As part of a gradual move towards supporting a self-install FTTC product, Openreach is to run a microfilter technical trial. Currently a FTTC install involves the engineer fitting an interstitial plate to the master socket, that provides a filtered socket for the VDSL2 service (a NTE5 master socket is provided if one is not present). Engineers can run a data extension from this socket for up to 30 metres to allow the modem to be located in a more convenient location.
The microfilters in the trial will be the BT MF50 model, which has been been used for the ADSL and ADSL2+ services for many years. During the trial an engineer will still attend to deliver and test the Openreach VDSL2 modem. Assuming micro-filters provide a reasonable service, then specifications can be finalised and we may see trials of self-installs taking place in the not too distant future with broadband providers supplying their own integrated VDSL2 modem/router.
The trial is on a relatively small scale, looking at 300 triallists by 30th May located in the Glasgow and North West England regions. The limits will make it easier to assess what effect the use of filters has on both the triallists and other users connections in the area.

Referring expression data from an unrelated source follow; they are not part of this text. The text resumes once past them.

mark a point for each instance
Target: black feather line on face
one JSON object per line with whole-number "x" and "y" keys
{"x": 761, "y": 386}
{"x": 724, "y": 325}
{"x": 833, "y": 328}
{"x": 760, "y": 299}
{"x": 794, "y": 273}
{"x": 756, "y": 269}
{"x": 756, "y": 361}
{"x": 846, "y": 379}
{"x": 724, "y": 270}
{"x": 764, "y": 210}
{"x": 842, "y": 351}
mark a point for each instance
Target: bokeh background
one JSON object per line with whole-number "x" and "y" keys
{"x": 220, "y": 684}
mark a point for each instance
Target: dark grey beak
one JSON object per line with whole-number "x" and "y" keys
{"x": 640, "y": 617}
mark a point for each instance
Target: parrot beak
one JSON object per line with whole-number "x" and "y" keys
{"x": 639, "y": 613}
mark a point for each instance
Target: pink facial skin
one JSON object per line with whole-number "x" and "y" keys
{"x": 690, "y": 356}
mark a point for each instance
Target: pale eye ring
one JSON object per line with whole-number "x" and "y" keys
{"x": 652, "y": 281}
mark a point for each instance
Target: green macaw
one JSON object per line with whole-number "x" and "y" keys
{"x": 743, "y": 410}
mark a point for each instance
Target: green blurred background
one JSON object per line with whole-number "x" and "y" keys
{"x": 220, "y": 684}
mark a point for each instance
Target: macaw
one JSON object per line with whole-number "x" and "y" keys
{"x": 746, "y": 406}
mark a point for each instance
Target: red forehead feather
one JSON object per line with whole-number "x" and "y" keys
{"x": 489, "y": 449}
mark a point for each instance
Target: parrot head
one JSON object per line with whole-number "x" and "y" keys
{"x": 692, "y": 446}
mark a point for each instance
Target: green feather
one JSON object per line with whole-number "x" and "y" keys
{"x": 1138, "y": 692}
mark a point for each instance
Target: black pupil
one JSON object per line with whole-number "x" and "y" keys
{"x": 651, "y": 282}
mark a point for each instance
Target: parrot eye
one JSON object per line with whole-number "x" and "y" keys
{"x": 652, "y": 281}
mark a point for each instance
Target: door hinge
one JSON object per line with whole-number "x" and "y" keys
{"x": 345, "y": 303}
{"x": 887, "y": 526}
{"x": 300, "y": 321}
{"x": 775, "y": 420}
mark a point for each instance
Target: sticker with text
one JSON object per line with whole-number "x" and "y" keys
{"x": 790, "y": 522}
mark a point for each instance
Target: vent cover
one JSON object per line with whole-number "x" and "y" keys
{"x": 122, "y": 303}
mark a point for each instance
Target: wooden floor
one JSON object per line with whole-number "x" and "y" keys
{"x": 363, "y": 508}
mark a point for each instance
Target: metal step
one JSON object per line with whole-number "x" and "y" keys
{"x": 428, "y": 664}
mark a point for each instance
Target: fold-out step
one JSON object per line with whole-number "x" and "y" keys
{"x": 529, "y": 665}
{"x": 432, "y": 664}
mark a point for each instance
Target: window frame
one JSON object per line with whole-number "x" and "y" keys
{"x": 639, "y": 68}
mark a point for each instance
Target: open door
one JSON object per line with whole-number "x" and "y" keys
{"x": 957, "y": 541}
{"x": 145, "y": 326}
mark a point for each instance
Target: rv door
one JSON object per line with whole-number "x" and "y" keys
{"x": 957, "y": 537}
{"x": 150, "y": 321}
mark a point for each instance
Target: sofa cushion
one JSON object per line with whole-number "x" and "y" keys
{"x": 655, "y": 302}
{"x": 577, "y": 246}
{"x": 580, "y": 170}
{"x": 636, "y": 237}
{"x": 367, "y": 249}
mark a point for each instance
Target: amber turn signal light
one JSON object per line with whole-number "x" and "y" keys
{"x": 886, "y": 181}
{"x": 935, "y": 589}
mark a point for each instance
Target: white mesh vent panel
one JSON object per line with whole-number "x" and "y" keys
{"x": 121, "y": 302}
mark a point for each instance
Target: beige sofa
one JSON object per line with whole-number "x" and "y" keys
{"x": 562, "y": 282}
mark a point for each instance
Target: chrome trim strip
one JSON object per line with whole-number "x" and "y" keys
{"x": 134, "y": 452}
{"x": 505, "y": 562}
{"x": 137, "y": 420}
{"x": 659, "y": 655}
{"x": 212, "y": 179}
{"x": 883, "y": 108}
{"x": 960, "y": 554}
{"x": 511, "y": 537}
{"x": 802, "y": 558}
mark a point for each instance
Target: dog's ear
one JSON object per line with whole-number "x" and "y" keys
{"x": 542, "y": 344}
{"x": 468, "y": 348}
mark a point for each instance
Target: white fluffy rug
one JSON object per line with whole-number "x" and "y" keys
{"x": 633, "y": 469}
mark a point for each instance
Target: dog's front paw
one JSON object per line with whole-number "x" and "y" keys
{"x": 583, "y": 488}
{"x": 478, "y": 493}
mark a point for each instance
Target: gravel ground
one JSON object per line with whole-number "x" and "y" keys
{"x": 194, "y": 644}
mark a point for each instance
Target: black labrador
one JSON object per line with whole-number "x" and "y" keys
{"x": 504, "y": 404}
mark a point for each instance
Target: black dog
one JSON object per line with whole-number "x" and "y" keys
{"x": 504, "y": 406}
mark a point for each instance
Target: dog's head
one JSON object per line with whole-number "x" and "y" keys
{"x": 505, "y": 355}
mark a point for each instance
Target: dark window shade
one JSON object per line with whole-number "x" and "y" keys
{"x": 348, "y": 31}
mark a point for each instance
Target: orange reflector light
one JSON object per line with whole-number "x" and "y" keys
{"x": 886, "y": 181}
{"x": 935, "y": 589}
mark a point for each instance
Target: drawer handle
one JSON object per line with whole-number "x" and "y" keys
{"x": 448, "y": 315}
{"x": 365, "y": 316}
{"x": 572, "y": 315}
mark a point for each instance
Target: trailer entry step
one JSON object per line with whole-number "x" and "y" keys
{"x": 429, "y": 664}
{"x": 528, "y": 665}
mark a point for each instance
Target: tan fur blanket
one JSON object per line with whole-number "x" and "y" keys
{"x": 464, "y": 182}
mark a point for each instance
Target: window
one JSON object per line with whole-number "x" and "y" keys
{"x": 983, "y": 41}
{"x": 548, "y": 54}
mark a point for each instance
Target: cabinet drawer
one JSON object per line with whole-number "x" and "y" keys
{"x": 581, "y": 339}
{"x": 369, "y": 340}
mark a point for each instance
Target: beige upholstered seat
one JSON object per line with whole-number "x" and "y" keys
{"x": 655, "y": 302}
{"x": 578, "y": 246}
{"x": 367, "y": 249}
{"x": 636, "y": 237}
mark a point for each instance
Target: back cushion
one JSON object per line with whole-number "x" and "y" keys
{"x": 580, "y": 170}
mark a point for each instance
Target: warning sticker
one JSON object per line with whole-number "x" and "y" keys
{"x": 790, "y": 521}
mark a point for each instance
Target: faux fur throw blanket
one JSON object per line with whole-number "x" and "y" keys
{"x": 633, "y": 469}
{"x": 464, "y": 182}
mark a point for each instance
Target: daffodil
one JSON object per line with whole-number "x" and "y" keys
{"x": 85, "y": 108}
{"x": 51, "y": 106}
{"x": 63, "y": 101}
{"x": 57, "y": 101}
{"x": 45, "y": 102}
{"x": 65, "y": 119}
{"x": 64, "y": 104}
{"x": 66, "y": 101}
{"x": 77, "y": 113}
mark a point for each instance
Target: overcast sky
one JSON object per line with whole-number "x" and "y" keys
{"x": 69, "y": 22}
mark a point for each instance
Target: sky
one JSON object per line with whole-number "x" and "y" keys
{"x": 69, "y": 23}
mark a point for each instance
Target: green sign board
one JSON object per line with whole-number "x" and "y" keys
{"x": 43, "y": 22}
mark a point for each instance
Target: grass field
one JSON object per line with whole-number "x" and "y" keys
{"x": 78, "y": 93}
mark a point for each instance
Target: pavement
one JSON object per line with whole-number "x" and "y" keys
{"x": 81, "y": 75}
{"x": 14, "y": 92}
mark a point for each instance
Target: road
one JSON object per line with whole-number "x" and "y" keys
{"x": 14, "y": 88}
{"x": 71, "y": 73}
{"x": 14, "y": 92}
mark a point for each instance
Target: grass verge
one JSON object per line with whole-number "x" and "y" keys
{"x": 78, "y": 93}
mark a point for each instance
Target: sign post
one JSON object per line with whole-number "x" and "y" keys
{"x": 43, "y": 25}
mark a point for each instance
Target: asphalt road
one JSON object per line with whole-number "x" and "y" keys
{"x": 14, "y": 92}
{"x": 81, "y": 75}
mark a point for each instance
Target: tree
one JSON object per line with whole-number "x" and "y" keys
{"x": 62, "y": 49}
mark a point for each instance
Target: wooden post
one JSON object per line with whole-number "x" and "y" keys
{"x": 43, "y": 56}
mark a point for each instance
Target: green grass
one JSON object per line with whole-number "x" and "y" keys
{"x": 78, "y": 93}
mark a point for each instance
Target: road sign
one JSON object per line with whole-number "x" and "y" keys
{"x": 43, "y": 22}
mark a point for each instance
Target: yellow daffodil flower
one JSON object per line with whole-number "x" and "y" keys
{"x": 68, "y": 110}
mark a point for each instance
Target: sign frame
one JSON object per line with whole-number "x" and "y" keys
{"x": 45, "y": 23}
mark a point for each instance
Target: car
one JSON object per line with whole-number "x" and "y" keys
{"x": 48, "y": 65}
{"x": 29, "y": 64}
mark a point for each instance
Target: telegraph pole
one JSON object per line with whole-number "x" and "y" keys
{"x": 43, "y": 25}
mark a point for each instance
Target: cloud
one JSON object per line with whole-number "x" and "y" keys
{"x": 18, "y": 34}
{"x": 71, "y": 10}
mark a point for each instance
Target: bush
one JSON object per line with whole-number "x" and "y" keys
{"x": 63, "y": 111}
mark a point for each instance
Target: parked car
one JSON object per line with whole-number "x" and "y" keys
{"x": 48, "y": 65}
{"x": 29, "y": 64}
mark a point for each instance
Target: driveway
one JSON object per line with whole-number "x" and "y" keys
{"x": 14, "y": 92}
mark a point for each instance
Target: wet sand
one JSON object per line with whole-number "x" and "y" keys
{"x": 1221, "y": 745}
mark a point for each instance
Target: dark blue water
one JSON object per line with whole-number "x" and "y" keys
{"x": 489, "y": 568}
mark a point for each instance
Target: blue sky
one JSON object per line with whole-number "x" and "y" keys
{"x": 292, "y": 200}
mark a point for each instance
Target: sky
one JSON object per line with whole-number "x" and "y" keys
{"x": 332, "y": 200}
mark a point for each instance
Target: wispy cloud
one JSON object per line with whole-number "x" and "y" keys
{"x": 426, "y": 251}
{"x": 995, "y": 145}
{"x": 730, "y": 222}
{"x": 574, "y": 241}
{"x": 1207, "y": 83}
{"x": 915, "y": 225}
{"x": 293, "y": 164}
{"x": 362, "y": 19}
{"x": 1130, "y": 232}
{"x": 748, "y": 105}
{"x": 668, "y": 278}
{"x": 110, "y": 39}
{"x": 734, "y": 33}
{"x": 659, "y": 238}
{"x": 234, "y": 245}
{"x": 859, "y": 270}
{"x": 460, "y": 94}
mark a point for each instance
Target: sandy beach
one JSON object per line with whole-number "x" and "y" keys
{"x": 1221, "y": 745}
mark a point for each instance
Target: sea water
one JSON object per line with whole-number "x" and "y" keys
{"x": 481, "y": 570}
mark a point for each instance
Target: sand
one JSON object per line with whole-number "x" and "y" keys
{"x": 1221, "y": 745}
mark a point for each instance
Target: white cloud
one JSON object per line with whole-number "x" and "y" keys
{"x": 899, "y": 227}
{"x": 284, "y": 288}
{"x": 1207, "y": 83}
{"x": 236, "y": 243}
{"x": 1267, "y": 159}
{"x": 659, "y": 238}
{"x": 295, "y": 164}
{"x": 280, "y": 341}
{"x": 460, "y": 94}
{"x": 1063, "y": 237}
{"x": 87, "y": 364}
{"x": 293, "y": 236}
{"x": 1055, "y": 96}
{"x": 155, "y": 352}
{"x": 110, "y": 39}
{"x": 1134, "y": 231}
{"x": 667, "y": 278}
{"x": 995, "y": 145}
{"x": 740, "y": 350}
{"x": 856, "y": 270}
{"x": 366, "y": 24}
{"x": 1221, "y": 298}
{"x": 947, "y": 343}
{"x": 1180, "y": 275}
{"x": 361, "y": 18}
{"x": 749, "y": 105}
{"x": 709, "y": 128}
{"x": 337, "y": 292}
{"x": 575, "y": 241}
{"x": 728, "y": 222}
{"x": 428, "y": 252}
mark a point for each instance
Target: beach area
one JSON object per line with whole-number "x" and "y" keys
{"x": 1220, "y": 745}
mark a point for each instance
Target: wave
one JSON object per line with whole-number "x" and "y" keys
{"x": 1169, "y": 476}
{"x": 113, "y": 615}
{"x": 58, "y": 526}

Due to its use of higher frequencies, VDSL2 is known to be more prone to radio frequency (RF) interference picked up by extension wiring in a property. Hence Openreach usually elect to filter at the entry point to a property. The trial will help to provide data on this outside the laboratory. With VDSL2, every metre of cable can have a dramatic effect, and with many households having extensions that do not use twisted pairs these effects can be even worse.